Generally, I fancy his pleasure in poetry was not great, and I do not believe he cared much for the conventionally accepted masterpieces of literature. He liked to find out good things and great things for himself; sometimes he would discover these in a masterpiece new to him alone, and then, if you brought his ignorance home to him, he enjoyed it, and enjoyed it the more the more you rubbed it in.

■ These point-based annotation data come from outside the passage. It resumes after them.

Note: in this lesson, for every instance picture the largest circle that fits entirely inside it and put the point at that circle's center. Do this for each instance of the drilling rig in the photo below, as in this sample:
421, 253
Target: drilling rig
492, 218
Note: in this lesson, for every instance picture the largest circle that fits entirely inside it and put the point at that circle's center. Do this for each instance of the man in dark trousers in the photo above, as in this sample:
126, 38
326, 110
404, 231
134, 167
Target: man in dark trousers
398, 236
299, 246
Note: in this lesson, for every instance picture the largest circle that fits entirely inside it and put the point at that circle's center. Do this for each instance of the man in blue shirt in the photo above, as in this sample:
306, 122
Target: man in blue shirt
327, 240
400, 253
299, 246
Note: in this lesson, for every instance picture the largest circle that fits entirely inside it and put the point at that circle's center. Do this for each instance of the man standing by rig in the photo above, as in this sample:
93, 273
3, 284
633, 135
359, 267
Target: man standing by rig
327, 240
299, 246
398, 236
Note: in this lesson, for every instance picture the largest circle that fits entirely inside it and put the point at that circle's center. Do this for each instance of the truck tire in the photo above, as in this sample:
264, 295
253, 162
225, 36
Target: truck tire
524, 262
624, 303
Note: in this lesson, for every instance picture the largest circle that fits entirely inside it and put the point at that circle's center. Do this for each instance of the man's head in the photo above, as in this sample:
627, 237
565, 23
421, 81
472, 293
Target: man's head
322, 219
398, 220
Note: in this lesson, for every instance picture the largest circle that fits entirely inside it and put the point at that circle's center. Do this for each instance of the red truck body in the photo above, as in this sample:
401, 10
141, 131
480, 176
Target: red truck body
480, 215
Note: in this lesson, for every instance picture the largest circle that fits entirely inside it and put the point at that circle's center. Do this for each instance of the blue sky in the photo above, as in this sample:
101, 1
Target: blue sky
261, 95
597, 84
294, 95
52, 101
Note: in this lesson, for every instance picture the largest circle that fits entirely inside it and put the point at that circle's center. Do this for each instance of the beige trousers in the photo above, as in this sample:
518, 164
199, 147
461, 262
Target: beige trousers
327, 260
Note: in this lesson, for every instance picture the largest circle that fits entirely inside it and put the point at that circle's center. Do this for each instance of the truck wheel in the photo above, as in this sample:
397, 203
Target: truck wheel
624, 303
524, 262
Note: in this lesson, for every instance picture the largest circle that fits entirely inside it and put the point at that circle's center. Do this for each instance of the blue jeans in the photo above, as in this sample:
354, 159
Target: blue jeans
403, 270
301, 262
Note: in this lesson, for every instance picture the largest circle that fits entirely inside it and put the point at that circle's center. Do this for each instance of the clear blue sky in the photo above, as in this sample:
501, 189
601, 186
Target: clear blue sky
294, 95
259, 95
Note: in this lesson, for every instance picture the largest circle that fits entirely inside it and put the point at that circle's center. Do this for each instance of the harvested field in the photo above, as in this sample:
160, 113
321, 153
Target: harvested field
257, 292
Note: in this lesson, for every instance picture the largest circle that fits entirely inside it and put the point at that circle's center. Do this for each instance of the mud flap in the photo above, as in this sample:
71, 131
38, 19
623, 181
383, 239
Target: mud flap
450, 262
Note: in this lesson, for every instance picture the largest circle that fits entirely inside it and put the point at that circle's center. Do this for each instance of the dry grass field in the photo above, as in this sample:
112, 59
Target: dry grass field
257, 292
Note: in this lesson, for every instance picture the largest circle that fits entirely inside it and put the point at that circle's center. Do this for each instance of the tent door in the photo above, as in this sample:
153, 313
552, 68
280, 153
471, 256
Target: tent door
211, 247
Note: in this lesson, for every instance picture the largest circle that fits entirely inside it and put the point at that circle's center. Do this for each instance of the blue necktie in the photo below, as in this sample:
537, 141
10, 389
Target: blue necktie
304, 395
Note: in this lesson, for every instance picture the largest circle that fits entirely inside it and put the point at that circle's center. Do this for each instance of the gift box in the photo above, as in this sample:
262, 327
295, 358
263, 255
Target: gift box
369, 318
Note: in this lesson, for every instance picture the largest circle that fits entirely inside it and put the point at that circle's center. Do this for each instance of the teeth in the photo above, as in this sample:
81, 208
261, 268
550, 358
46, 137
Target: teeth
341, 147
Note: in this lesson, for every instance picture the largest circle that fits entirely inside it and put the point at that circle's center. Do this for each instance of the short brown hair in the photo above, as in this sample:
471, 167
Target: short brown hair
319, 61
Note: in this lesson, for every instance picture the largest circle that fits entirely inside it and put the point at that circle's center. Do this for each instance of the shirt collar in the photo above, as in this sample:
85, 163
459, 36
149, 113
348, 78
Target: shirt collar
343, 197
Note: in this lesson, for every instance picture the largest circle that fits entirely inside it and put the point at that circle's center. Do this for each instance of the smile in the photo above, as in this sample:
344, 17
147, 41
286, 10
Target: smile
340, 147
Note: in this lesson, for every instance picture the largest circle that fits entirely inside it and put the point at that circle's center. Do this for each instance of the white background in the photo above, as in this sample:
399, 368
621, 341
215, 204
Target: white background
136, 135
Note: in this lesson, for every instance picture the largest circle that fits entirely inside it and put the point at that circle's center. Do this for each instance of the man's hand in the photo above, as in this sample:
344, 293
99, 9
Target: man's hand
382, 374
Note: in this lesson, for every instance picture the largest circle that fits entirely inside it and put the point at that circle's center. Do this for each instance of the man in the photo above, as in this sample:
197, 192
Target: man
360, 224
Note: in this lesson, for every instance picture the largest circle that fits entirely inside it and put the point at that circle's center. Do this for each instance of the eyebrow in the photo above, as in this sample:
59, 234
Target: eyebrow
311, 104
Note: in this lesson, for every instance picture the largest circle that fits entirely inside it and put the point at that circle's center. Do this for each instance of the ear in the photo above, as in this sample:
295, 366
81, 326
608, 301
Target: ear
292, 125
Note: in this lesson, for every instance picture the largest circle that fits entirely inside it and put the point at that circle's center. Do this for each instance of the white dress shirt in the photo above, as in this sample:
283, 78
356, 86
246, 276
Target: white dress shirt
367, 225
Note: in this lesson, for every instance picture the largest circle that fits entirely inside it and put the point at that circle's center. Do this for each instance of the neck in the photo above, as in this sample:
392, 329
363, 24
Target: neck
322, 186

Of all the literary men I have known he was the most unliterary in his make and manner. I do not know whether he had any acquaintance with Latin, but I believe not the least; German he knew pretty well, and Italian enough late in life to have fun with it; but he used English in all its alien derivations as if it were native to his own air, as if it had come up out of American, out of Missourian ground. His style was what we know, for good and for bad, but his manner, if I may difference the two, was as entirely his own as if no one had ever written before. I have noted before this how he was not enslaved to the consecutiveness in writing which the rest of us try to keep chained to. That is, he wrote as he thought, and as all men think, without sequence, without an eye to what went before or should come after. If something beyond or beside what he was saying occurred to him, he invited it into his page, and made it as much at home there as the nature of it would suffer him. Then, when he was through with the welcoming of this casual and unexpected guest, he would go back to the company he was entertaining, and keep on with what he had been talking about. He observed this manner in the construction of his sentences, and the arrangement of his chapters, and the ordering or disordering of his compilations.--[Nowhere is this characteristic better found than in Twain's 'Autobiography,' it was not a "style" it was unselfconscious thought D.W.]--I helped him with a Library of Humor, which he once edited, and when I had done my work according to tradition, with authors, times, and topics carefully studied in due sequence, he tore it all apart, and "chucked" the pieces in wherever the fancy, for them took him at the moment. He was right: we were not making a text-book, but a book for the pleasure rather than the instruction of the reader, and he did not see why the principle on which he built his travels and reminiscences and tales and novels should not apply to it; and I do not now see, either, though at the time it confounded me. On minor points he was, beyond any author I have known, without favorite phrases or pet words. He utterly despised the avoidance of repetitions out of fear of tautology. If a word served his turn better than a substitute, he would use it as many times in a page as he chose.